MultiChangesFeed got error reading changes feed: Error while building channel feed

Sync Gateway 2.8
Couchbase server 6.6.0 CE

Since a month or so, we noticed timeouts from the Sync Gateway Admin API _changes (GET) endpoint like these:

2021-05-11T13:42:24.007Z [WRN] c:#1936 MultiChangesFeed got error reading changes feed: Error while building channel feed -- db.(*Database).SimpleMultiChangesFeed.func1() at changes.go:608
2021-05-11T13:43:39.008Z [WRN] c:#1939 Error retrieving changes for channel "provider49d49831f74b41a5b94912aa9eb09a42_tickets_with_logs": Timeout performing Query 
-- db.(*Database).changesFeed.func1() at changes.go:210
2021-05-11T13:43:39.008Z [WRN] c:#1939 MultiChangesFeed got error reading changes feed: Error while building channel feed -- db.(*Database).SimpleMultiChangesFeed.func1() at changes.go:608
2021-05-11T13:45:18.615Z [WRN] c:#1941 Error retrieving changes for channel "provider49d49831f74b41a5b94912aa9eb09a42_tickets_with_logs": Timeout performing Query 
-- db.(*Database).changesFeed.func1() at changes.go:210
2021-05-11T13:45:18.615Z [WRN] c:#1941 MultiChangesFeed got error reading changes feed: Error while building channel feed -- db.(*Database).SimpleMultiChangesFeed.func1() at changes.go:608
2021-05-11T13:45:37.861Z [WRN] c:#1942 Error retrieving changes for channel "providerf421f7ccc3c946789bbc39e75402b6ac_scans": Timeout performing Query -- db.(*Database).changesFeed.func1() at changes.go:210

Sometimes the requests work, and sometimes not. I could not find any info about this error message. Do you have any advice?

Thanks in advance

It’s the channel query Sync Gateway is running on Couchbase Server is timing out (as you can probably guess from the log).

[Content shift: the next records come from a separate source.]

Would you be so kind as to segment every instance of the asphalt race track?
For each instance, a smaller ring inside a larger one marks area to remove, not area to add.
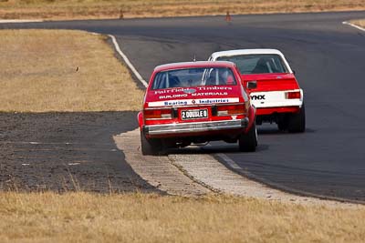
[[[272,47],[286,55],[305,90],[307,132],[259,127],[256,153],[213,143],[242,171],[276,187],[365,202],[365,32],[342,21],[365,12],[5,24],[115,35],[148,79],[160,64],[205,60],[212,52]]]

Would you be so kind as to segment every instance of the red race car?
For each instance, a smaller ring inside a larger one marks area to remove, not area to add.
[[[256,108],[234,63],[159,66],[138,114],[141,153],[156,155],[166,147],[214,140],[238,141],[241,151],[255,151],[255,117]]]
[[[215,52],[209,61],[230,61],[237,65],[243,85],[256,82],[250,90],[257,108],[256,124],[276,122],[280,130],[302,133],[306,129],[303,90],[284,55],[275,49],[244,49]]]

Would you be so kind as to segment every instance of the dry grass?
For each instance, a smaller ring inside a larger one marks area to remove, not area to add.
[[[141,106],[142,91],[102,35],[0,30],[0,111],[122,111]]]
[[[365,28],[365,19],[352,20],[351,23]]]
[[[362,242],[365,208],[226,196],[1,193],[6,242]]]
[[[85,19],[364,10],[363,0],[0,0],[0,18]]]

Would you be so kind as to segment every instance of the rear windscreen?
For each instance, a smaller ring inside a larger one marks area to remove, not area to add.
[[[270,74],[287,73],[287,69],[278,55],[243,55],[234,56],[220,56],[217,61],[235,63],[240,73]]]
[[[186,68],[157,73],[152,89],[234,85],[236,81],[230,68]]]

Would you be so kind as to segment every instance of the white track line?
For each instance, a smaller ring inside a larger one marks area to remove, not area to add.
[[[350,26],[352,26],[352,27],[354,27],[354,28],[357,28],[357,29],[360,29],[360,30],[362,30],[362,31],[365,31],[365,28],[360,27],[360,26],[359,26],[359,25],[356,25],[351,24],[351,23],[347,22],[347,21],[342,22],[342,24],[343,24],[343,25],[350,25]]]
[[[130,69],[132,71],[134,76],[140,80],[142,85],[147,87],[148,84],[147,82],[143,79],[143,77],[140,75],[140,73],[136,70],[134,66],[130,63],[130,59],[128,59],[127,56],[120,50],[120,46],[118,45],[117,39],[115,38],[114,35],[108,35],[111,38],[111,41],[113,42],[114,47],[117,50],[118,54],[120,55],[121,58],[123,58],[124,62],[128,65]]]

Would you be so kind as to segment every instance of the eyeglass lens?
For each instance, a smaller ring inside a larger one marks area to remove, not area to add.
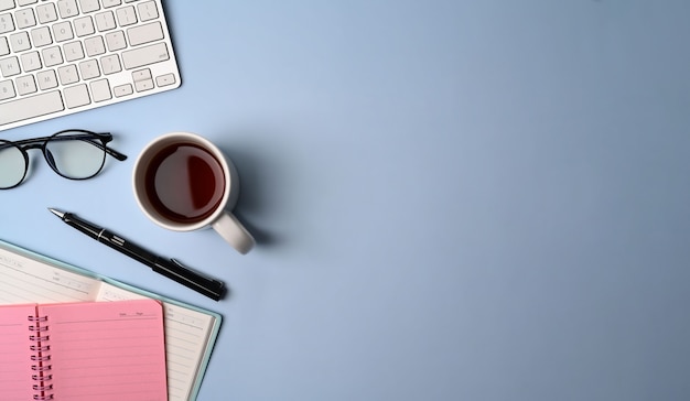
[[[17,145],[0,141],[0,188],[11,188],[26,174],[26,159]]]
[[[44,154],[56,173],[74,180],[93,177],[106,161],[105,144],[93,134],[77,131],[51,137]]]

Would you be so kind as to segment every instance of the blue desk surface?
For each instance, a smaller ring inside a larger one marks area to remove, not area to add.
[[[166,11],[180,89],[1,132],[111,131],[130,158],[71,182],[33,154],[0,193],[0,238],[222,313],[200,400],[690,398],[690,3]],[[138,209],[134,159],[176,130],[237,164],[249,254]],[[231,293],[188,291],[48,206]]]

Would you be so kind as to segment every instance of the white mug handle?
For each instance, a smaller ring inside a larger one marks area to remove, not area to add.
[[[254,248],[254,237],[231,213],[224,210],[211,226],[239,253],[245,254]]]

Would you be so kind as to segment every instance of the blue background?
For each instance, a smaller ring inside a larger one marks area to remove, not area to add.
[[[1,132],[111,131],[95,180],[40,154],[0,238],[224,315],[200,400],[690,399],[690,3],[168,1],[182,87]],[[149,221],[145,143],[235,161],[240,256]],[[215,275],[216,303],[79,214]]]

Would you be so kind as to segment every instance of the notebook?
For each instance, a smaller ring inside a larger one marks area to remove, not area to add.
[[[79,301],[162,301],[168,399],[195,400],[222,316],[0,240],[0,305]]]
[[[3,400],[165,401],[154,300],[0,306]]]

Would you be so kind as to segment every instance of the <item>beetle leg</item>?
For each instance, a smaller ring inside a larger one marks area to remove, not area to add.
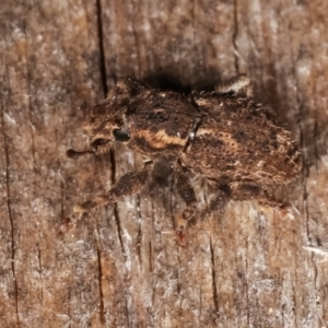
[[[122,200],[126,196],[139,192],[148,181],[149,172],[149,166],[145,166],[141,171],[133,171],[125,174],[106,195],[97,196],[93,200],[75,206],[73,212],[83,214],[93,208],[117,202]]]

Since you’re requesting changes through the Admin API, are you specifying any channel filters, or limits to help with lowering the amount of work the query has to do?

Thanks for your reply.

Yes we specify a channel filter, a limit of 1000 results and “since”, eg:

GET /sync/_changes?limit=1000&active_only=true&include_docs=true&filter=sync_gateway%2Fbychannel&channels=provider05678808112f418eb97a551ad8614c89_scans&since=82679467

Ok cool, that’s probably the best-case in terms of limiting the query and utilising the channel index.

You may find some more info by looking at the query monitor page in Couchbase Server whilst the queries are being run. I think from there you can run EXPLAIN to understand how the query is being run and what’s slowing it down.

https://docs.couchbase.com/server/current/tools/query-monitoring.html

https://docs.couchbase.com/server/current/tools/query-workbench.html#query-plans

Oh, would be cool to do that, but it seems like I don’t have access to the query monitor page (although the doc says it should be ok with CE 6.5+):

Is there another way to monitor queries in the community edition?

I’ve just found out that our docs are wrong regarding query monitor, apologies for the incorrect advice.

https://issues.couchbase.com/browse/DOC-7978

There is not another way to use query monitor, but you can use EXPLAIN to see what the query is doing. The below is an example channel query that you’d see as the result of your above changes request, if you paste into the Query workbench and click Explain, it will describe what is happening to fulfil that query.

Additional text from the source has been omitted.